Waktu remaja malah lebih komedi dari semua itu: sering mengira tepuk Pramuka itu romantis karena untuk digunakan di sekitar api unggun dengan kabut di sekeliling. Suara kuda juga bagi saya romantis, lebih romantis dari ciak-ciak anak ayam atau auman singa. Ugo Untoro makanya saya sebut pelukis romantis karena ia melukis kuda dan seperti kesatria ia juga mencintai dan menunggangi kuda.
Tapi belakangan saya malah merasa bego, mengapa harus membicarakan suatu romantisme dari Ugo jika pikiran saya malah diatur oleh ketepak-ketepok kritik neoklasik yang percaya pada “ketulusan”, “intensitas”, “kesatuan organik”, dan “keseriusan tinggi” pada diri seorang seniman, bahwa kuda memang menubuhi Ugo dan juga karya-karya seninya dan juga—saya percaya—terjadi sebaliknya bahwa Ugo memandang kuda lahiriah sebagai cinta mendalam seninya.
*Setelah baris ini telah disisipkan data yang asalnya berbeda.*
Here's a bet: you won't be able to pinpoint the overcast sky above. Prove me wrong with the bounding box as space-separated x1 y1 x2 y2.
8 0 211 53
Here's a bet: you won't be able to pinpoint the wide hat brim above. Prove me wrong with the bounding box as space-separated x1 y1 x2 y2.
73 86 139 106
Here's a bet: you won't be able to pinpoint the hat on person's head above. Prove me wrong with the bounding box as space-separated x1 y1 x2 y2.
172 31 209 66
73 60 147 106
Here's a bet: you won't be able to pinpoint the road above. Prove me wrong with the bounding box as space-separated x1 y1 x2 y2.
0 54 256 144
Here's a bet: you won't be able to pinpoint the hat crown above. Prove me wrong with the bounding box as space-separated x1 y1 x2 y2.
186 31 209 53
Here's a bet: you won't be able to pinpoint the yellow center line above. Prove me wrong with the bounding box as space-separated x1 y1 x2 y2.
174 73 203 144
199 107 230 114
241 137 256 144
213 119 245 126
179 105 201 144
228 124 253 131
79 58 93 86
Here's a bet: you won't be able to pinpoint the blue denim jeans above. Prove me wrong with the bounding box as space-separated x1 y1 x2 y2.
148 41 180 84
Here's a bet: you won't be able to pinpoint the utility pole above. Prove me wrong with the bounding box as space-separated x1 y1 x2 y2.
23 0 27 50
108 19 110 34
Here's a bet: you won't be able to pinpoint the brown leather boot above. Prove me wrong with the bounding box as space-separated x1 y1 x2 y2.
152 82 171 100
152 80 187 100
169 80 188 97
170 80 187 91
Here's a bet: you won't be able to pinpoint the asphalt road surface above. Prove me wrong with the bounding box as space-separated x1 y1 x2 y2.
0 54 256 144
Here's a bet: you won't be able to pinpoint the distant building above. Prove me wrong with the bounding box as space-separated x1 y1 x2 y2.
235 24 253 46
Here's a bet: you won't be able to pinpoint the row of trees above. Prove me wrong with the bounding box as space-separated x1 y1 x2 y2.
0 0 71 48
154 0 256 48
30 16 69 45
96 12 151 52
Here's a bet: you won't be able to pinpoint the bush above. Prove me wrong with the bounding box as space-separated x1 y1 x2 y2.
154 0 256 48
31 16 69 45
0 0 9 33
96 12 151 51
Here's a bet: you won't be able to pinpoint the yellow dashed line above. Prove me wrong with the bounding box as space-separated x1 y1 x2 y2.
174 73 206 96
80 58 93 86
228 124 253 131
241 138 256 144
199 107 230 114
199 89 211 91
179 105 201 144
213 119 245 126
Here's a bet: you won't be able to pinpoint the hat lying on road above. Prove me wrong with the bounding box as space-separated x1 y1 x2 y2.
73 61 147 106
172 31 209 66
Apa pun lah itu, betapa rumit merumuskan mengapa saya atau kita dapat menilai sesuatu yang untuk kasus Ugo saya—kok—ternyata melintasi jalan-jalan lain tanpa sadar. Jangan-jangan saya telah dikacaukan alam-waktu A Midsumer Night’s Dream.
Jangan-jangan kritik-kritik seni (saya) pun produk dari upaya-upaya “apa-pun-lah-itu” untuk tujuan membela yang ingin dibela dan atau membenci yang tidak disuka. Jangan-jangan saya memang suka belaka terhadap dunia sastra dan lukisan sedemikian rupa hingga semua boleh jadi dikriteriarisasi belaka pada zaman dan stereotipe tertentu semau saya. Feyerabend banget dan Shakespeare banget, anything goes bin as you like it.
Romantika hidup—dan disebut demikian karena—memang berliku-liku, komedi, dan bioskop. Hidup Persib! []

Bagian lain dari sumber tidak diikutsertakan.